Ressam Leyla Buhara: Resim bir rehabilitasyon aracı olarak da kullanılmıştır
Ressam Buhara: Eğitimin temelinde fiziken ve ruhen öğrenciler geliştirilmezse başarılı olunamaz. Ben ilerlemiş yaşıma rağmen topluma çocuklara resim eğitimi vermeye çalışıyorum.

Fotoğraf: Ramis Sağlam/Evrensel
Ramis SAĞLAM
Ressam Leyla Buhara sanat hayatında 60 kişisel resim sergisine imza attı. Buhara ile resim çalışmalarını, resmin insan hayatındaki etkisini ve kendi deyimiyle 2002’den beri “tutuklu tablolarını” konuştuk. Estetik bir duyguyu geliştirmenin yolunun ancak resim eğitimiyle sağlanabileceğini belirten Buhara, “Çalışmalarımda soyut tekniği seçmemin nedeni insanları düşündürmek için. Eğitim, özelliklede resim eğitimi alan kişilerin hem kendini hem de çevresini değiştirmeye başladığını düşünüyorum. Resim aynı zamanda tarih boyunca bir rehabilitasyon aracı olarak da kullanılmıştır” dedi.

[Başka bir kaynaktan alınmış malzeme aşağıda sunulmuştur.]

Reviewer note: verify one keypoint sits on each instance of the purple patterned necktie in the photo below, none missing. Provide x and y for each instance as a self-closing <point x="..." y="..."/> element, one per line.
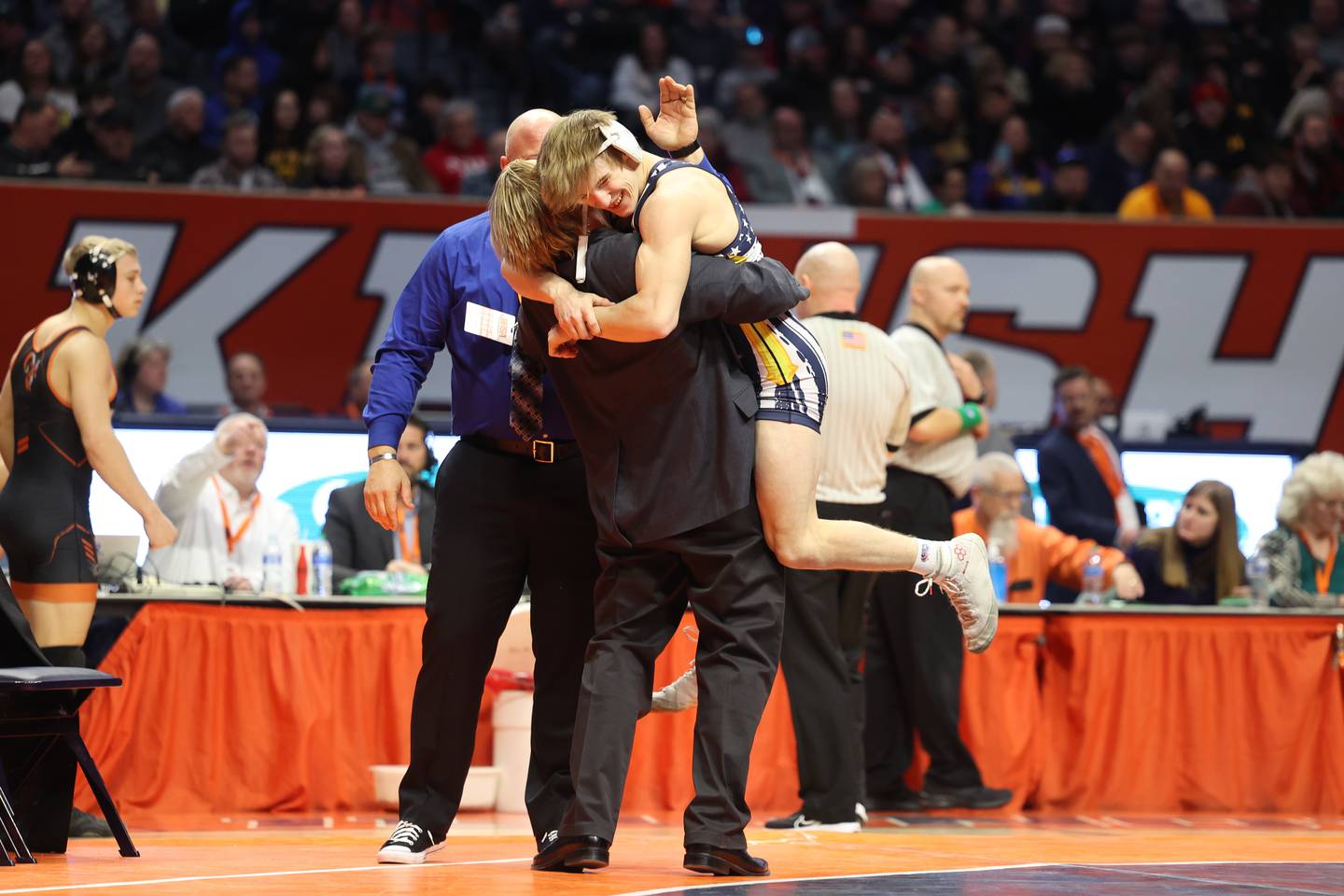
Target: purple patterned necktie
<point x="525" y="376"/>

TABLOLAR YURT DIŞINA AÇILIYOR
İlk kişisel sergisini 1994 yılında özel bir bankanın sanat galerisinde Ankara’da açtığını anlatan Buhara, ikinci sergisinin ise 2000 yılında Ankara Sanat Fuarında sanatseverlerle buluştuğunu söyledi. Bu sergi aslında Buhara’nın tablolarının yurt dışına çıkışının vizesi olmuş. Sergiyi gezen dönemin Güzel Sanatlar Genel Müdürü Mehmet Özer’in sanatçıya, “Leyla Hanım, neden resimlerinizi bizim buradaki galerilerimizde sergilemiyorsunuz” demesi üzerine Ulus’taki Resim Heykel Müzesi’ndeki, kişisel resim sergisi sanatseverlerin beğenisine sunulmuş. Bu serginin açılışını ve o günü Buhara şöyle anlatıyor: “Serginin açılışını dönemin Kültür Bakanı Mustafa İstemihan Talay yapmıştı. Bakan Bey sergiyi çok beğendiğini söyleyerek ‘Size nasıl yardımcı olabilirim’ demesi üzerine ben de yurt dışında sergi açmak istediğimi, öğretmen maaşımla bunu sağlamamın mümkün olmadığını söyledim. Kültür Bakanı Talay’ın talimatı ile tablolarımın yurt dışı serüveni başladı.”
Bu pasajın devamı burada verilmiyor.